Closed sergiors closed 4 years ago
Is it different than:
docs = await es.search(index=index_name, body=s.to_dict())
docs = tuple(docs["hits"]["hits"] | map(itemgetter('_source')))
?
A pipe should represent a flow of data, not a single action.
If docs["hits"]["hits"]
does exist, an exception should be raise, with path
I can set a default value, that way, map will not broke and I can get an empty tuple
The pipe library unique goal is to handle stream of data (first paramter should be iterable), not to apply transformations on single objects, so I won't be able to merge this as is.
I mean, it would be ok if it worked like this:
>>> data = [{"a": 1}, {"a": 2}, {"a": 3}, {"a": 4}, {"a": 5}]
>>> list(data | path("a"))
[1, 2, 3, 4, 5]
in which case it could even use glom
as a backend, like (not tested):
@Pipe
def path(iterable, path, default=None):
for item in iterable:
yield glom(item, path, default)
(But if you don't need this specitif implementation of path
, please don't PR it, I'd prefer to accept only code that actually help at least one person.)

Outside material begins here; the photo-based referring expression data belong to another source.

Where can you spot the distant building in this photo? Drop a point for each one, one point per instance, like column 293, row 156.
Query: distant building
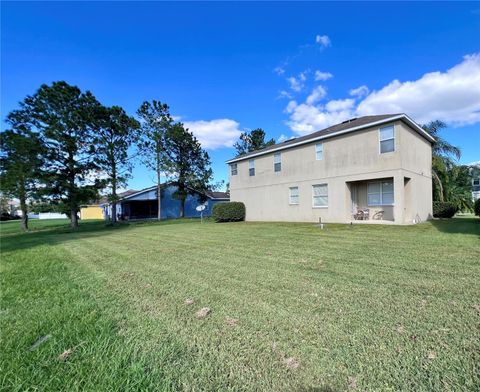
column 476, row 188
column 372, row 168
column 143, row 204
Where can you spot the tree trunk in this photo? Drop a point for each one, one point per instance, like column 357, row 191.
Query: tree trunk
column 182, row 207
column 114, row 193
column 114, row 212
column 23, row 208
column 159, row 187
column 73, row 218
column 439, row 183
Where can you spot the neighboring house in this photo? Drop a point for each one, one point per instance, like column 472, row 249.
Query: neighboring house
column 373, row 167
column 476, row 188
column 92, row 211
column 143, row 204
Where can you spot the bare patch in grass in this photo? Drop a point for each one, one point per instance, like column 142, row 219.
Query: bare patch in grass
column 39, row 341
column 352, row 382
column 202, row 313
column 232, row 322
column 65, row 355
column 291, row 363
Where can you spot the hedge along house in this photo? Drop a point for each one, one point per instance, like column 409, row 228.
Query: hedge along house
column 143, row 204
column 367, row 169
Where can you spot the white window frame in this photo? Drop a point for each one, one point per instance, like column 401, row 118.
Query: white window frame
column 381, row 193
column 251, row 166
column 313, row 195
column 233, row 169
column 380, row 140
column 290, row 196
column 319, row 150
column 277, row 162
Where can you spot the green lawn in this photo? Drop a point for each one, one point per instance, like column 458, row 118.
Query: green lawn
column 293, row 307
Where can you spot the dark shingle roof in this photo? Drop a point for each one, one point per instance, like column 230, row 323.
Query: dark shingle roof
column 356, row 122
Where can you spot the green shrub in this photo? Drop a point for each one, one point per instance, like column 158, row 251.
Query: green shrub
column 233, row 211
column 444, row 209
column 476, row 207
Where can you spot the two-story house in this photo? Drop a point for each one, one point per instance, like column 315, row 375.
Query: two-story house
column 373, row 168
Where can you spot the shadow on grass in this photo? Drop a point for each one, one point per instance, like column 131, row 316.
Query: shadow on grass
column 325, row 388
column 62, row 232
column 462, row 224
column 54, row 234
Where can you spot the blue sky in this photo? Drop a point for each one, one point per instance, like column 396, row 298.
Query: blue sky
column 289, row 68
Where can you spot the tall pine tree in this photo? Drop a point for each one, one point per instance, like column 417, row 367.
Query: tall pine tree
column 65, row 118
column 20, row 162
column 187, row 163
column 115, row 134
column 155, row 121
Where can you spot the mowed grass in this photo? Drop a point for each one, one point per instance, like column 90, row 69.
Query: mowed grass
column 293, row 307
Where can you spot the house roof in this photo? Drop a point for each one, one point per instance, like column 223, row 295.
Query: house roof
column 131, row 193
column 352, row 125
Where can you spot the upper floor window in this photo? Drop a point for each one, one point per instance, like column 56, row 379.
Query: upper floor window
column 387, row 139
column 319, row 151
column 293, row 197
column 277, row 162
column 251, row 167
column 320, row 195
column 380, row 193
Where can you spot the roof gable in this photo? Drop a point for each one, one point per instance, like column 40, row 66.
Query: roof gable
column 348, row 126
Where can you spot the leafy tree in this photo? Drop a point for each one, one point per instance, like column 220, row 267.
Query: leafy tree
column 64, row 117
column 155, row 121
column 116, row 132
column 443, row 155
column 458, row 189
column 20, row 162
column 253, row 141
column 187, row 163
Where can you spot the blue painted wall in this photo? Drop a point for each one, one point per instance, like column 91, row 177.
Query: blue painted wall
column 170, row 207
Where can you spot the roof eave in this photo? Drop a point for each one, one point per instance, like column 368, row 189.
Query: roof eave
column 404, row 117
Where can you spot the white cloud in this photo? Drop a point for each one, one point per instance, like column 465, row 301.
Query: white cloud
column 359, row 91
column 296, row 84
column 452, row 96
column 323, row 40
column 216, row 133
column 284, row 138
column 321, row 76
column 340, row 105
column 316, row 95
column 291, row 106
column 284, row 94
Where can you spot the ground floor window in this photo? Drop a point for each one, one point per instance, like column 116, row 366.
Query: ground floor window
column 380, row 193
column 293, row 197
column 320, row 195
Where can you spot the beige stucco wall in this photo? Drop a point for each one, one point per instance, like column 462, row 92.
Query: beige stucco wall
column 346, row 158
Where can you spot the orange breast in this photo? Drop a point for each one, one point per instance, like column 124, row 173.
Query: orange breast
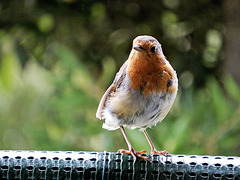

If you want a short way to write:
docs.get("hits", {}).get("hits", {})
you should try glom:
glom(docs, "hits.hits", default={})
Please note that I greatly appreciate the time you've spent implementing it, opening a PR to contribute back, thanks for this and sorry to refuse your contribution.
While I'm here, you're (obviously!) still free to use your implementation in your code. In a way pipe could just implement the Pipe decorator, and let users implement all needed functions with it, the provided collection of functions is here as a demo of what's possible, and because I once though they could be usefull to someone, but don't think it's illegitimate to use @Pipe
only because I use it internally.
I have been working in a called pyf and used in production.
As asked in issue #38, there a function that I think be useful for everyone that use Pipe project.